Update: As if on queue , Richard Re has an essay (forthcoming in Notre Dame Law Review Reflections) showing why the criticisms are wrong, if one accepts pre-enforcement litigation, and how the case indicates an ideological realignment on standing.

Posted by Administrators on August 23, 2023 at 01:57 PM

Former Law School Faculty Member Elected to the Baseball Hall of Fame as a Player [UPDATED]

It is pretty cool that the Chicago Public School system has finally named a school after Minnie Minoso, though I wonder if any current elementary school students have even a vague idea of who he was.

We old-time Chicagoans (and baseball fans everywhere) remember him fondly. He was the first Afro-Latin player in the major leagues, and a nine-time all-star with Cleveland and the White Sox.

Minoso was also once an ex officio member of the Northwestern law school faculty, and my teammate for several years in the student-faculty softball game (more on that after the jump).

Just plain bizarre, however, is that the elementary school was previously named after Civil War General George B. McClellan, who (1) was connected to Chicago for only a few years as president of the Illinois Central Railroad; (2) was famously disrespectful of Lincoln, calling him a “baboon” and “gorilla,” (3) was fired by Lincoln for insufficient aggressiveness, to be replaced by U.S. Grant; (4) ran as a Democrat against Lincoln in 1864 on a platform that opposed abolition and called for a negotiated peace with the Confederacy; although (5) he repudiated his own platform, destroying his chances in the election, which Lincoln won in a landslide. McClellan was an overt racist who accepted the validity of enslavement under the Constitution. He died in 1885. Why did Chicago still have a school named for him 135 later? Or ever?

More on Minoso’s connection to Northwestern after the jump.

Posted on The Faculty Lounge, December 6, 2021:

Former Law School Faculty Member Elected to the Baseball Hall of Fame as a Player [UPDATED]

I am pleased to report that Minnie Minoso has finally been elected to the Baseball Hall of Fame, making him the only former member of a law school faculty in Cooperstown (and making Northwestern the only law school faculty represented by a player in the Hall). Minnie was represented by Dennis Ferrazzano, who was the William H. Trumbull lecturer and adjunct professor at Northwestern University Pritzker School of Law from 1979 to 1999 (and was awarded the Robert Childres Memorial Teaching Award in 1985). Dennie brought Minnie to several of the student-faculty softball games in the 1980s, and we voted him an honorary member of the faculty instanter. As it was with the White Sox and other MLB teams, his performance was legendary. The adjoining photo is from 1987.Minoso

Orestes “Minnie” Minoso (1925-2015) was one of the great players in major league baseball. He was the first Black player on the White Sox in 1951 (two years before Ernie Banks broke the color line on the Cubs) and the first Black Latino player in the major leagues in 1949. You can read more about him here, here, and here. He had a lifetime batting average of .299 and played in nine All-Star Games (in seven seasons). He had over 2000 hits and over 1000 RBI. He was hit by pitches 16 times in his first season (a shameful statistic that shows what he had to endure, in addition to name calling by opposing players).

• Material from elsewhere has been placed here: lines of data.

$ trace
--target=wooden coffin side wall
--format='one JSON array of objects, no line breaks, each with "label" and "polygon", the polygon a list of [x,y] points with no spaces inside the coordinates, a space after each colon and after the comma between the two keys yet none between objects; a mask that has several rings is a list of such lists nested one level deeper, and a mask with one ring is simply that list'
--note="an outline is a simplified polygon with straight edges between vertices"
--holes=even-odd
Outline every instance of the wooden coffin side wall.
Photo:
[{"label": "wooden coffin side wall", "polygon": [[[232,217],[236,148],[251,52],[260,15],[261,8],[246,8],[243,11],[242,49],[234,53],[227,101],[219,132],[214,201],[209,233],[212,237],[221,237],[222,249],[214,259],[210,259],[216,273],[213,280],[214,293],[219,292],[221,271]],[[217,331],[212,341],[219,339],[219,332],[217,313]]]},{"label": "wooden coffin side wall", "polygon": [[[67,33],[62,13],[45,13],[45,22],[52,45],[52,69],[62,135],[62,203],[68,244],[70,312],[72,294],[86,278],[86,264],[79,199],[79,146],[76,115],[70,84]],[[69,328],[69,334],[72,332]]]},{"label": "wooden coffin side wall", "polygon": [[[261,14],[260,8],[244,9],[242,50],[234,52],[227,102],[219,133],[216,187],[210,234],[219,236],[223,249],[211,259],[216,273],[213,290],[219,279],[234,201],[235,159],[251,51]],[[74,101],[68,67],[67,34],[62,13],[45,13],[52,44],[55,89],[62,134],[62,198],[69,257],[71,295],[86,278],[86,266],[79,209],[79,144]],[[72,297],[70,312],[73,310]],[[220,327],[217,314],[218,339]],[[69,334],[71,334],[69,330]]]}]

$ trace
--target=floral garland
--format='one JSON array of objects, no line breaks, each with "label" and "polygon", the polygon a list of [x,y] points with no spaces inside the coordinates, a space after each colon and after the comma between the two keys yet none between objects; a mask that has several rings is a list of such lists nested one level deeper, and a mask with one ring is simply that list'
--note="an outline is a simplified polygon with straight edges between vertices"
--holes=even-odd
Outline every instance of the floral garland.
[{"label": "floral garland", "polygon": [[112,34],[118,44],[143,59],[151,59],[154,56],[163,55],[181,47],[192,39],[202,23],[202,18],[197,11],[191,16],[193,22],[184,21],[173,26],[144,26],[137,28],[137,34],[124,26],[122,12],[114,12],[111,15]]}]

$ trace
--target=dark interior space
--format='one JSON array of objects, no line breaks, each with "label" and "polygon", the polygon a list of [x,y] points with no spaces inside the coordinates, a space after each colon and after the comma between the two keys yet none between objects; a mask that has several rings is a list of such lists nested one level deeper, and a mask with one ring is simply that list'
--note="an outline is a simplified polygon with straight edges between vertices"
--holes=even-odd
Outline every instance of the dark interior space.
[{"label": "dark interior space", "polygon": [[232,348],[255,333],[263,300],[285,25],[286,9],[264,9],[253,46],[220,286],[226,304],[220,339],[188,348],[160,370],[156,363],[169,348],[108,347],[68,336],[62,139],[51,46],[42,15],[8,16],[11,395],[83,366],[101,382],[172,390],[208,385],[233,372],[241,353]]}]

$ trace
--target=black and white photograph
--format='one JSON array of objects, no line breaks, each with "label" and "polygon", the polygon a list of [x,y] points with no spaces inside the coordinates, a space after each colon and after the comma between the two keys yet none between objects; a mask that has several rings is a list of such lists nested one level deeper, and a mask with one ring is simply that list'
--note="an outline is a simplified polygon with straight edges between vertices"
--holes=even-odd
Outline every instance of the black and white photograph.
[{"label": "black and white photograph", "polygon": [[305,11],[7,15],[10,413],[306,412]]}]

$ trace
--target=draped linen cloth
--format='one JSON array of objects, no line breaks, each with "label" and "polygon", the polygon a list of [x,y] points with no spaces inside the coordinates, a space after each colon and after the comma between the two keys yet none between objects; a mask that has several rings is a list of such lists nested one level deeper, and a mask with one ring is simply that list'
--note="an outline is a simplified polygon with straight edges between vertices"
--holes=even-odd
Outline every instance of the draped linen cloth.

Minoso began his professional career in Cuba, and then played for the New York Cubans in the Negro League for two years. He was signed by Cleveland in 1948, and played in MLB in five separate decades, mostly for the White Sox, making his last plate appearance with the White Sox in 1980 (before retiring and playing for the NULS Faculty All-Stars).

There may be HOF managers and executives who have taught law school classes, but I believe Minoso is the only player ever voted onto a law school faculty.

UPDATE: It turns out that Hank Greenberg was briefly appointed our honorary dean for the 1960 softball game — recruited by then-3L Jerry Reinsdorf (not yet the owner of the Bulls and White Sox). So it turns out that we have two former faculty members in the Hall of Fame.